Nino zog die Hand von der Waffe, um sich in eine Sitzposition aufzustemmen. «Wer –»
«Das wird kein Frage-und-Antwort-Spiel.» Der Sessel knautschte, als der Mann die Beine überschlug. «Du wirst nicht lange genug im Spiel bleiben, um die Regeln verstehen zu müssen. Der Zigeuner hat dich nicht gewonnen. Auch der Negerin ist es misslungen. Und jetzt habe ich dich gefunden, vielmehr bist du in mein Reich gekommen. Dein Fehler. Ich versuche dich nicht zu täuschen. Ich lasse dir die Wahl. Entweder ich transplantiere deine Seele und nehme dich. Oder ich töte dich.»
Nino kniff die Augen zusammen und öffnete sie, als könnte er den Mann einfach wegblinzeln. Obwohl er den Atem anhielt, kroch ihm der Geruch der Zigarre in die Nase, gemischt mit Benzin, mit heißem Reifengummi.

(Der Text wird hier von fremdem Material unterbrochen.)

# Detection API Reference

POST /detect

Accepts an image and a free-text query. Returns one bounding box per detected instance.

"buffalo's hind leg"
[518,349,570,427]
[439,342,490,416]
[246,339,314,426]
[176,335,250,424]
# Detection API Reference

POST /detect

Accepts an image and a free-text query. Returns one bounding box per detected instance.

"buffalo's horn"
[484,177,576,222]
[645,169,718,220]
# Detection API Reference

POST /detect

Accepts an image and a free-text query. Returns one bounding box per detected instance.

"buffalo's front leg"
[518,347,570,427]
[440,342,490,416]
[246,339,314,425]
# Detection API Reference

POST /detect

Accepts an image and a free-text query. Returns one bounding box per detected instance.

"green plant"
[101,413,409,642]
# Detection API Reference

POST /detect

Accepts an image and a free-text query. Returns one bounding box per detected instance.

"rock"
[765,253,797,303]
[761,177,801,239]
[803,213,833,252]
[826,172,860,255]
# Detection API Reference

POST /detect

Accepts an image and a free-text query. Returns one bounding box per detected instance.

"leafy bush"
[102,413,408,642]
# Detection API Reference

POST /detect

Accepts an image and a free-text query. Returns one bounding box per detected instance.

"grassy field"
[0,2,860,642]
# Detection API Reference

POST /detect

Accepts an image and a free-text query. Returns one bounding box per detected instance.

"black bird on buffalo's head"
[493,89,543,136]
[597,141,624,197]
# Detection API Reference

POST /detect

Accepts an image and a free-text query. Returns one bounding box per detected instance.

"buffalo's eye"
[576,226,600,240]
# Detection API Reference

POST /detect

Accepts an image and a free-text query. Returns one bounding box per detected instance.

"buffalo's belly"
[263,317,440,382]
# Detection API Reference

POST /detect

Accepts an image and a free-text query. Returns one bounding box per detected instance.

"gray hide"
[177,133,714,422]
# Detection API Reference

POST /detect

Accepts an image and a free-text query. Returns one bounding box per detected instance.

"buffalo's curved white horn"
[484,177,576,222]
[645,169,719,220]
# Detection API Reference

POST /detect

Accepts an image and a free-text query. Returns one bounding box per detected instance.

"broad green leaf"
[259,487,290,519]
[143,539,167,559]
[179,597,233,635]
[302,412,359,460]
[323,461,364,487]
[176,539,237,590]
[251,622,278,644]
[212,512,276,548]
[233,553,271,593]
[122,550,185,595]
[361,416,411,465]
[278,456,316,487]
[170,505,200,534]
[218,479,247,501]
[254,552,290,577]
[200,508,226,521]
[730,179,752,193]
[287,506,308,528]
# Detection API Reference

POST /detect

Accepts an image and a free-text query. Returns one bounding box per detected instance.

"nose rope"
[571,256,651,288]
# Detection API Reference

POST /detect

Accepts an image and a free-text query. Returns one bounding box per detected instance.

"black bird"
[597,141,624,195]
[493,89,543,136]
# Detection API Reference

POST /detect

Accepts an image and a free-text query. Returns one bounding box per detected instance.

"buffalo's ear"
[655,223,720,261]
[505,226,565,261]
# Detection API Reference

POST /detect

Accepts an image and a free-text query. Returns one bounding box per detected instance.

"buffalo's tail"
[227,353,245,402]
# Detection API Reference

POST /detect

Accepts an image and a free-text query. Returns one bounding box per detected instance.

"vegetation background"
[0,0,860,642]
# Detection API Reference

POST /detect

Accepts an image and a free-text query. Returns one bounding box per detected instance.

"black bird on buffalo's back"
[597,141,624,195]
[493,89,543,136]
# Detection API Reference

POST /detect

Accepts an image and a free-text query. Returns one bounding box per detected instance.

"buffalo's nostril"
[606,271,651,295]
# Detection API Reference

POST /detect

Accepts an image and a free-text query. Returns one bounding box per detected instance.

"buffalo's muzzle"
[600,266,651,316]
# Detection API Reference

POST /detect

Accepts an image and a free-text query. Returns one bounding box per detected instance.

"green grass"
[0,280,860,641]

«Wie …» Nino musste schlucken, sein Mund war so trocken, die Zunge klebte ihm am Gaumen wie ein Klettverschluss. «Wie läuft eine Transplantation ab?»
Der Mann schien zu lächeln, aber er hielt das Gesicht weg vom Fenster, sodass Nino nicht sicher war. «Jeder Mensch kann es vollziehen. Aber ich brauche deine Einwilligung, damit es wirklich Liebe ist.»
«Tut es weh?»
«Mit deiner Einwilligung, nein.»
Das Licht von draußen verfing sich auf einem hervorstehenden Eckzahn. Der Mann lächelte tatsächlich.